Interstitial Cell Tumor in a dog
History: The testicles from an 11 year old male German Shepherd were submitted for histopathology after castration. The dog had been showing signs of feminization and endocrine disease such as flank alopecia, pruritis, enlarged mammae, small prepuce, and testicular atrophy.
Two testicles were submitted for histopathology.
The smaller testicle contains an expansile encapsulated neoplasm composed of interstitial cells arranged in packets in a fine fibrovascular stroma. Neoplastic cells are elongated with ample eosinophilic cytoplasm and indistinct cell borders. Nuclei are round to oval with coarse chromatin and variably distinct nucleoli. There is moderate anisocytosis and anisokaryosis. There are 5 mitotic figures in 10 400x fields. Seminiferous tubules are devoid of germinal cells or mature spermatids and multifocally contain syncytial cells. There is one focus of neoplastic germ cells consisting of large tubules filled with large round cells with moderate anisocytosis and anisokaryosis and occasional mitotic figures. Multiofocally the walls of arterioles are thickened by amphophilic homogenous material (amyloid) which causes luminal narrowing.
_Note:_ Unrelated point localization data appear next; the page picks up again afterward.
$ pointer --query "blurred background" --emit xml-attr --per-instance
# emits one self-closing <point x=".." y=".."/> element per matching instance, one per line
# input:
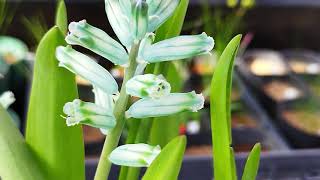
<point x="276" y="84"/>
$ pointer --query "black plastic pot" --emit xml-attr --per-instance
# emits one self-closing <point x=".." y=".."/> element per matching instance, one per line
<point x="256" y="83"/>
<point x="297" y="137"/>
<point x="282" y="165"/>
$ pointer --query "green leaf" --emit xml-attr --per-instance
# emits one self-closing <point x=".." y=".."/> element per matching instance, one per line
<point x="220" y="110"/>
<point x="168" y="163"/>
<point x="233" y="165"/>
<point x="17" y="161"/>
<point x="59" y="147"/>
<point x="62" y="17"/>
<point x="252" y="165"/>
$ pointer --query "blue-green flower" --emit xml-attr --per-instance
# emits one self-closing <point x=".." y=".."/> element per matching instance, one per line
<point x="180" y="47"/>
<point x="79" y="112"/>
<point x="83" y="34"/>
<point x="148" y="85"/>
<point x="87" y="68"/>
<point x="166" y="105"/>
<point x="6" y="99"/>
<point x="140" y="19"/>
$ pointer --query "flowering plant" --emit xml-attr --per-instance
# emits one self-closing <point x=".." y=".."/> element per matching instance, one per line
<point x="54" y="148"/>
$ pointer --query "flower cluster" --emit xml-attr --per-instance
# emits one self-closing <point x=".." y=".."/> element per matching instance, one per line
<point x="134" y="22"/>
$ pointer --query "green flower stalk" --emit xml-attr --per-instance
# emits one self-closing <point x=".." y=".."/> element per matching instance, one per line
<point x="133" y="21"/>
<point x="134" y="155"/>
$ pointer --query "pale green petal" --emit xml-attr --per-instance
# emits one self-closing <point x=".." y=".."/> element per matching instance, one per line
<point x="85" y="35"/>
<point x="145" y="44"/>
<point x="166" y="105"/>
<point x="103" y="99"/>
<point x="119" y="20"/>
<point x="180" y="47"/>
<point x="159" y="12"/>
<point x="87" y="68"/>
<point x="79" y="112"/>
<point x="140" y="19"/>
<point x="6" y="99"/>
<point x="134" y="155"/>
<point x="148" y="85"/>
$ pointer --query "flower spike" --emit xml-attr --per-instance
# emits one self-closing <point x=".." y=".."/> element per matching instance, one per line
<point x="87" y="68"/>
<point x="180" y="47"/>
<point x="148" y="85"/>
<point x="85" y="35"/>
<point x="134" y="155"/>
<point x="160" y="11"/>
<point x="79" y="112"/>
<point x="166" y="105"/>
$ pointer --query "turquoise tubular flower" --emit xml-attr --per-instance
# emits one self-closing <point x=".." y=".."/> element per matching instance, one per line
<point x="79" y="112"/>
<point x="134" y="155"/>
<point x="118" y="15"/>
<point x="166" y="105"/>
<point x="6" y="99"/>
<point x="85" y="35"/>
<point x="180" y="47"/>
<point x="159" y="12"/>
<point x="87" y="68"/>
<point x="140" y="19"/>
<point x="148" y="85"/>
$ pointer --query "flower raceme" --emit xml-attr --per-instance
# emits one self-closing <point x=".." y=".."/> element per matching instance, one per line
<point x="133" y="22"/>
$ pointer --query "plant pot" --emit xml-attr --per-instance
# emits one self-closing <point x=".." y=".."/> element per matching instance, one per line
<point x="294" y="120"/>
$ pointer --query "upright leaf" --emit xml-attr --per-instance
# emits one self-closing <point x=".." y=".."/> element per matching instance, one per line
<point x="61" y="17"/>
<point x="168" y="163"/>
<point x="59" y="147"/>
<point x="17" y="161"/>
<point x="252" y="164"/>
<point x="220" y="111"/>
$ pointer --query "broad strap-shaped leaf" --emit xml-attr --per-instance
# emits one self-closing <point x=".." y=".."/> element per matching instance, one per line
<point x="180" y="47"/>
<point x="166" y="105"/>
<point x="87" y="68"/>
<point x="61" y="17"/>
<point x="17" y="160"/>
<point x="220" y="111"/>
<point x="159" y="12"/>
<point x="59" y="147"/>
<point x="252" y="165"/>
<point x="168" y="163"/>
<point x="119" y="20"/>
<point x="83" y="34"/>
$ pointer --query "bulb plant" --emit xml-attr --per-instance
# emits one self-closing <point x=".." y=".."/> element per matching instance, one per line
<point x="110" y="112"/>
<point x="53" y="148"/>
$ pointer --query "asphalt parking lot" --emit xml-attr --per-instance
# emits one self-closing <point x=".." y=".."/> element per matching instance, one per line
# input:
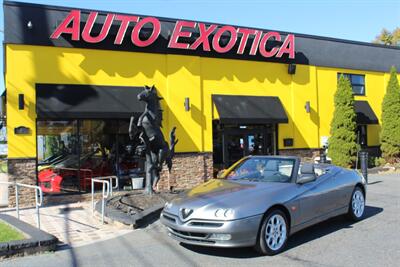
<point x="374" y="241"/>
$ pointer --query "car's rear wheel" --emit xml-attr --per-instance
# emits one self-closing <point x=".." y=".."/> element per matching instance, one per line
<point x="273" y="233"/>
<point x="357" y="204"/>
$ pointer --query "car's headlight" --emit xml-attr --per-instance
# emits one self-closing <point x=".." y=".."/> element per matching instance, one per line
<point x="167" y="205"/>
<point x="224" y="213"/>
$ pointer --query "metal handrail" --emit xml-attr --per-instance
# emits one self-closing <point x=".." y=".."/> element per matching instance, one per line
<point x="38" y="198"/>
<point x="110" y="178"/>
<point x="105" y="195"/>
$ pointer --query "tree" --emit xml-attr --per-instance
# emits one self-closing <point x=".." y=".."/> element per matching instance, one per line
<point x="390" y="135"/>
<point x="342" y="142"/>
<point x="388" y="38"/>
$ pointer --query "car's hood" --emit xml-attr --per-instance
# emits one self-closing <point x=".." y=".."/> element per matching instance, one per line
<point x="246" y="198"/>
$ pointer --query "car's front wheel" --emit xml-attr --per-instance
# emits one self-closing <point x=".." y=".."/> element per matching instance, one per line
<point x="273" y="233"/>
<point x="357" y="204"/>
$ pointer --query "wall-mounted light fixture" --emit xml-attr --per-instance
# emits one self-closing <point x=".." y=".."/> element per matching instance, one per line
<point x="22" y="130"/>
<point x="292" y="68"/>
<point x="21" y="102"/>
<point x="288" y="142"/>
<point x="187" y="104"/>
<point x="307" y="106"/>
<point x="29" y="25"/>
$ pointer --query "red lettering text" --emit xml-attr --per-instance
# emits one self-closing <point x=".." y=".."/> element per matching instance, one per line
<point x="232" y="39"/>
<point x="104" y="30"/>
<point x="75" y="17"/>
<point x="203" y="38"/>
<point x="154" y="35"/>
<point x="173" y="42"/>
<point x="125" y="20"/>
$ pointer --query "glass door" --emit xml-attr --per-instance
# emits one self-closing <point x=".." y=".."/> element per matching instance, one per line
<point x="241" y="141"/>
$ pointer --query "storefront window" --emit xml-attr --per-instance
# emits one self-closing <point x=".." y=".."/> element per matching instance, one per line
<point x="357" y="82"/>
<point x="58" y="156"/>
<point x="71" y="153"/>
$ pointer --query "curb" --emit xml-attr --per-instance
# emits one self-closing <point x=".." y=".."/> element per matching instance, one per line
<point x="383" y="170"/>
<point x="122" y="219"/>
<point x="38" y="241"/>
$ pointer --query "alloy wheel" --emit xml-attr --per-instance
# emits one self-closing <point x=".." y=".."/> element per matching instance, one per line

The second, larger testicle contains seminiferous tubules largely devoid of seminiferous activity. The tubules of the epididymis are separated by increased amounts of fibrous tissue and collagen and contain few spermatids. The epithelial cells are multifocally necrotic, swollen and hypereosinophilic. The arteriolar walls are also thickened by amyloid.
Interstitial cell tumors are the most common testicular neoplasm of dogs. They variably secrete estrogen which could explain the alopecia and feminization in this dog.
The amyloid was considered an incidental finding.